BATAM, Batamist.id – Direktorat Reserse Narkoba Polda Kepulauan Riau menorehkan capaian positif dalam pemberantasan peredaran gelap narkotika. Selama periode 22 Juni hingga 29 Juni 2026, Polda Kepri bersama Satresnarkoba jajaran berhasil membongkar 10 kasus tindak pidana narkoba dan meringkus total 13 tersangka.
Para tersangka yang terdiri dari 11 laki-laki dan 2 perempuan ini kini tengah menjalani proses hukum lebih lanjut. Dari tangan mereka, petugas menyita barang bukti berupa 928 cartridge vape mengandung Etomidate (seberat 2.203,26 gram), 127 butir ekstasi, serta 816,93 gram sabu.
Menyelamatkan Ribuan Jiwa
Direktur Resnarkoba Polda Kepri, Kombes Pol Suyono, memberikan keterangan dalam rilis pers pada Selasa (30/6/2026). Ia mengungkapkan bahwa operasi ini merupakan wujud nyata komitmen kepolisian dalam memberantas narkoba di wilayah Kepri. Pihaknya memperkirakan langkah ini berhasil menyelamatkan sekitar 8.847 jiwa dari ancaman penyalahgunaan narkotika.
“Barang bukti tersebut merupakan hasil pengungkapan selama periode 22 Juni hingga 29 Juni 2026 yang dilakukan Ditresnarkoba Polda Kepri bersama Satresnarkoba Polres/TA jajaran dalam rangka memberantas penyalahgunaan dan peredaran gelap narkotika di wilayah Kepulauan Riau,” ujarnya.
Kasus Menonjol di Batam dan Karimun
Polda Kepri mengungkap 10 kasus, dengan dua perkara di antaranya menonjol. Pertama, Subdit III Direktorat Resnarkoba Polda Kepri menangkap seorang tersangka berinisial SLT di Sekupang, Batam.
“Dari tangan pelaku, petugas menyita 902 cartridge vape mengandung Etomidate yang diduga akan diedarkan di wilayah Kota Batam,” jelas Kombes Pol Suyono.
Sementara itu, Satresnarkoba Polres Karimun juga mencatat keberhasilan dengan menangkap dua tersangka berinisial RR dan RD. Dari mereka, petugas menyita barang bukti seberat 795 gram sabu.

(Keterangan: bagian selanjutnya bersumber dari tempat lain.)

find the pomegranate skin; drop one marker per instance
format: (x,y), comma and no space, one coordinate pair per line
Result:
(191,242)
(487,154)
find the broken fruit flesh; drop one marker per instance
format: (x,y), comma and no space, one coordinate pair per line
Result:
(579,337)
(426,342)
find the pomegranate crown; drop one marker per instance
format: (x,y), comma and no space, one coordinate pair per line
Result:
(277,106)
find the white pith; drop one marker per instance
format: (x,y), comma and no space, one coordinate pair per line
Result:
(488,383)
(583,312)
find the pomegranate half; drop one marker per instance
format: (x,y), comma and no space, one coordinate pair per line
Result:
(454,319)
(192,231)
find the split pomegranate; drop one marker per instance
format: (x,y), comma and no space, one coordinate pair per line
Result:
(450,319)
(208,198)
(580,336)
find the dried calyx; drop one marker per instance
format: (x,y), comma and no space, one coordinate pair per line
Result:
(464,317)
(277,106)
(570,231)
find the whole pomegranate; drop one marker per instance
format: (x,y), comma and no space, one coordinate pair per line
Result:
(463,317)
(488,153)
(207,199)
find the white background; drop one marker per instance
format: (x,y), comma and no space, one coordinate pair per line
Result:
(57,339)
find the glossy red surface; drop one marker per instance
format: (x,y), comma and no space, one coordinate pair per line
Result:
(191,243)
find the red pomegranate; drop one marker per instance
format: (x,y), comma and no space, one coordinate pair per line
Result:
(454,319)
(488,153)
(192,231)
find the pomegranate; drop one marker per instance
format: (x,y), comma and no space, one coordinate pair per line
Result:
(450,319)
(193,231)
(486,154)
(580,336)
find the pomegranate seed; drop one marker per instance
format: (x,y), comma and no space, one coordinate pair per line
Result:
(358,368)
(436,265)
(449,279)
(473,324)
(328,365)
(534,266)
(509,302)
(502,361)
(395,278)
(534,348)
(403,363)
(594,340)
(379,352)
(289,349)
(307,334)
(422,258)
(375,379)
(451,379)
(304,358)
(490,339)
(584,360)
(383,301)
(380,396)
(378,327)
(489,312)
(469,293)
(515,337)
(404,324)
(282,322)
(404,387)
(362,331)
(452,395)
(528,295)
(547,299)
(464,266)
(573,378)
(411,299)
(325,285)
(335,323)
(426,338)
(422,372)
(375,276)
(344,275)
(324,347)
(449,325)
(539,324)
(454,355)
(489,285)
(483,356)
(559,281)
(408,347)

“Kedua perkara tersebut masih terus dikembangkan guna mengungkap jaringan peredaran gelap narkotika yang terlibat,” tambahnya.
Sinergi dengan Masyarakat
Kabid Humas Polda Kepri, Kombes Pol Nona Pricillia Ohei, menyoroti keberhasilan tersebut. Ia menegaskan bahwa kesuksesan ini tidak lepas dari penegakan hukum yang tegas dan sinergi dengan elemen masyarakat. Ia mengimbau masyarakat untuk menjauhi narkoba dan segera melapor jika menemukan indikasi peredaran barang haram tersebut.
“Kami mengajak seluruh masyarakat untuk menjauhi penyalahgunaan narkotika serta berperan aktif memberikan informasi kepada Kepolisian apabila mengetahui adanya dugaan penyalahgunaan maupun peredaran gelap narkotika di lingkungan sekitarnya. Peran aktif masyarakat menjadi kunci dalam menciptakan lingkungan yang aman, sehat, dan bebas dari narkoba,” ujar Kabid Humas.